Category Archives: Patrik Syversen

Rovdyr

Olay 1974 yılında İsveç’te geçiyordu sanırım. İki genç çift, minivanlarına atladıkları gibi kamp yapmak üzere yola çıkarlar. Yolculuk sırasında Roger ve Camilla’nın sevgili, Jørgen ve Camilla’nın kardeş olduklarını, Mia ve Roger’in birbirlerinden nefret ettiklerini, Jørgen’in çizgi roman meraklısı, Roger’in da asabi bir kişilik olduğunu anlarız. Tabi bunların filmin gidişatını etkileyecek hiçbir değeri yoktur. Mia’nın yolculuk için koyduğu bazı kurallar vardır. Asla güzergah değiştirilip farklı bir yola girilmeyecek, yoldan yabancı birisi arabaya alınmayacak gibi… Bu sayede slasher klişelerine yapılan gönderme çok hoş. Bir de bu kuralları uygulasalar dünya onlar için çok daha güzel olabilirdi. Eğer bunun adı korku filmi ise, işler hiç de bu ABBA kombinasyonunun istediği gibi gitmeyecektir. Durdukları ücra bir benzin istasyonunda karşılaştıkları tuhaf insanlar yanında, orada tanıştıkları garip bir kızı arabalarına almalarıyla düğmeye basılıyor ve peşlerine takılan bir grup kana susamış avcının oyuncağı haline geliyorlar. Norveç yapımı Rovdyr, türlü korku ve slasher klişelerine rağmen 70 küsür dakikalık süresi boyunca kendini çerezlik niyetine izleten, kendi çaplarında gayet güzel eğlenen çeşitli korku filmi festivallerinden övgüler almış bir yapım. The Descent, Frontier(s), High Tension, Wolf Creek gibilerinin ligine dahil olma gayreti içindeki yüzlerce küçük korku dükkanı objesinden biri. Ve bunların birçoğu gibi çeşitli yönlerden arızalı.

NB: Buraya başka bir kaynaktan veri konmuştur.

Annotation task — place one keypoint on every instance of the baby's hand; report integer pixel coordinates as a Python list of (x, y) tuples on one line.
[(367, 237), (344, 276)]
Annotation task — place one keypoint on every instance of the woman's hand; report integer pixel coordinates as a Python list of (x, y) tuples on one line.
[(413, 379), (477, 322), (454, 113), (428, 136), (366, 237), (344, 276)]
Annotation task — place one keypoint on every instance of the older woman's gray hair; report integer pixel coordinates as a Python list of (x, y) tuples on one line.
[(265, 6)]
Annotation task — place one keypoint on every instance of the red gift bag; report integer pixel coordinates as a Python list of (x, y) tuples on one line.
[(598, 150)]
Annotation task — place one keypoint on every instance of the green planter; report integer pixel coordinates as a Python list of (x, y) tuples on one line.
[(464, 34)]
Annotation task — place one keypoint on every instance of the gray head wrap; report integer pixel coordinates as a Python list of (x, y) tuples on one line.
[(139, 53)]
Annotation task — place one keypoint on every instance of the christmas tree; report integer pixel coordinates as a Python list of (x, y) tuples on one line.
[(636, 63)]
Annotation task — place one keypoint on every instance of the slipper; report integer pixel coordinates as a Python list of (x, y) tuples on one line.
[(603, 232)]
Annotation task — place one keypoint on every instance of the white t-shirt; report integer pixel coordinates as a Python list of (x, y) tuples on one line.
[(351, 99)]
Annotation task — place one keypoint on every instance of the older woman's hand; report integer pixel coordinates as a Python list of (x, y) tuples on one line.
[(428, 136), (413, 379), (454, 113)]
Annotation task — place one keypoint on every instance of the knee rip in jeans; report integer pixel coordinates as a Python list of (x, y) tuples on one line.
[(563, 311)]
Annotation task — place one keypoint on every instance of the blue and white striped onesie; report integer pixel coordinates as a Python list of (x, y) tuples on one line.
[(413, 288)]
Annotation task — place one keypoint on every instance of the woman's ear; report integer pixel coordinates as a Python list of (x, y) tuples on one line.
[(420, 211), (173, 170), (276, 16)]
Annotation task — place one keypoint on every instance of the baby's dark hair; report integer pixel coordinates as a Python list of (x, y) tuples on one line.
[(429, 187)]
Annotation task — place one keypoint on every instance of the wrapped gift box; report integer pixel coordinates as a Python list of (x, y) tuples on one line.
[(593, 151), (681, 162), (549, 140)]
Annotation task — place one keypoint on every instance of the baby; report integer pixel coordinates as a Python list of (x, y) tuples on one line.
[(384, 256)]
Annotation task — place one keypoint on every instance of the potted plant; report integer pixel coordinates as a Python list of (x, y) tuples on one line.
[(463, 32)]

Sayıları gittikçe artan bu tür kan banyosu gerilimler, yönetmenlerin serbest stil denemeleri için birer oyun alanı halindeler. Yönetmen Patrik Syversen’in denemeleri de ikinci veya üçüncü lig için fena sayılmaz. Ama klişelerle dalgasını geçip, sonra da onlardan beslenen konusundan ziyade, teknik açıdan yapılan denemelerdir kastettiğim. Bazı yönlerden 2006 yapımı Broken’ı anımsattı. Aslında çok fazla küçük filmi anımsatacaktır. Katillerin kim oldukları, neden cinayet işledikleri, kurbanların neden bu kadar aptal oldukları, niçin tüm yükün bir kızcağızın omuzlarına yüklendiği sorularını artık bu tür filmlerden herhangi birine sorsanız ıskalama şansınız olmayacak. Yine de onların bu soruların bazılarına cevap verme zorunluluğu hissetmemelerini seviyorum. Kafalarına göre takılıyorlar. Üstelik ucu açık finallerle olayı film sonrasına da taşımayı başarıyorlar. Ama nereye kadar? Nefeslerinin yettiği yere kadar.